The Dreamhost security breach - could ProFTPD be involved


As some of you might have heard, Dreamhost has gotten itself into a mess of 3500 ftp-logins being on the loose. link

This security breach seem to be from a XSS-vulnerability in their control panel, however Dreamhost are hinting that something else might be at play here. So, my concern is now if there’s an issue with proftpd that Dreamhost as runs that is also included with Interworx?!

Could this be a possible 0-day exploit?

Hi Henrik,

From what I’ve read, it sounds a list of FTP accounts and passwords was obtained somehow. This means that clear-text FTP passwords must have been stored somewhere, and they were located by the attacker(s). Clear-text passwords aren’t stored by default with proftpd, so it doesn’t seem likely at this time that there is cause for concern with all proftpd installs at this point.

We will continue to monitor the situation for more details, which are still pretty light at this point.

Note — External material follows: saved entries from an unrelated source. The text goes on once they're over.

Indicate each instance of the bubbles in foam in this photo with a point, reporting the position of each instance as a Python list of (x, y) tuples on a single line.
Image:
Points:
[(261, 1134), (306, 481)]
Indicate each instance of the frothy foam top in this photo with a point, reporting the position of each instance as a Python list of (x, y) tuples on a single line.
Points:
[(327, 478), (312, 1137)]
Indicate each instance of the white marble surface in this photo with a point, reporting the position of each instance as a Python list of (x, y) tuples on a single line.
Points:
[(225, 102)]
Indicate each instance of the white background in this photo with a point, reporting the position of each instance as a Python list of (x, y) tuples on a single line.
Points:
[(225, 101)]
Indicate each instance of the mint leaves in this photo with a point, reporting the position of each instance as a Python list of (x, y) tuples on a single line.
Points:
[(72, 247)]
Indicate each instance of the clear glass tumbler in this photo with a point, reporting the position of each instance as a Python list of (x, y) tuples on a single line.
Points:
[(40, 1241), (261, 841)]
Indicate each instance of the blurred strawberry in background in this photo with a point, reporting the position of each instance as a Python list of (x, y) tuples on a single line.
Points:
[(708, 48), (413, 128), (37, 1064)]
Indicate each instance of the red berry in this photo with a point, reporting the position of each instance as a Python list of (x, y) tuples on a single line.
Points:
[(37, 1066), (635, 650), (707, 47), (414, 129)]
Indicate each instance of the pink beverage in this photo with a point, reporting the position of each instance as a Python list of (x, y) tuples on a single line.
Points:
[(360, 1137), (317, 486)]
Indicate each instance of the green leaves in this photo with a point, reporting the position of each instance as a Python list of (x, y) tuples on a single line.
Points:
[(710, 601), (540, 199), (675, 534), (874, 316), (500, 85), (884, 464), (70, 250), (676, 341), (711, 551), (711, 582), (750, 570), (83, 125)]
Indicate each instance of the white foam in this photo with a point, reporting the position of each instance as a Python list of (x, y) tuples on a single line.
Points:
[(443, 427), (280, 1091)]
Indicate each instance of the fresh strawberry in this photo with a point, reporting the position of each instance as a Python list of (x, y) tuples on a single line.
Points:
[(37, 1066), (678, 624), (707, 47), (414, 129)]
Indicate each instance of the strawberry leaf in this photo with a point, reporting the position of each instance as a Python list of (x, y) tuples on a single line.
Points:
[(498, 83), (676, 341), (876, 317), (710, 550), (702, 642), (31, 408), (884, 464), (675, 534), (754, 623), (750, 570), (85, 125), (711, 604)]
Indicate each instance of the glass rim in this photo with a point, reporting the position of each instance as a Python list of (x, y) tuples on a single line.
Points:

So far it seems like it probably isn’t a 0-day proftpd exploit.


Hello Paul,

Yes, that’s my impression also. There are rumours that the attacker gained root-access to the afflicted box(es), though I am leaning more towards the XSS-flaw in Dreamhost’s control panel and the passwords not being hashed/salted down.

Was it possible to exploit the earlier weakness in proftpd in a way to gain accesse to privileged users and to harvest user-information btw?

And to end up; I don’t why they are hinting that other hosting providers has been subjected to the same kind of attack if it’s only related to their own coded control panel.

Marketing and spin basically i would assume. If you get reporters looking at someone else they aren’t looking at you.

That could be, though Dreamhost updated their statusblog yet again on this issue [link], where they more blatantly hint that something similar happened to other webhosts.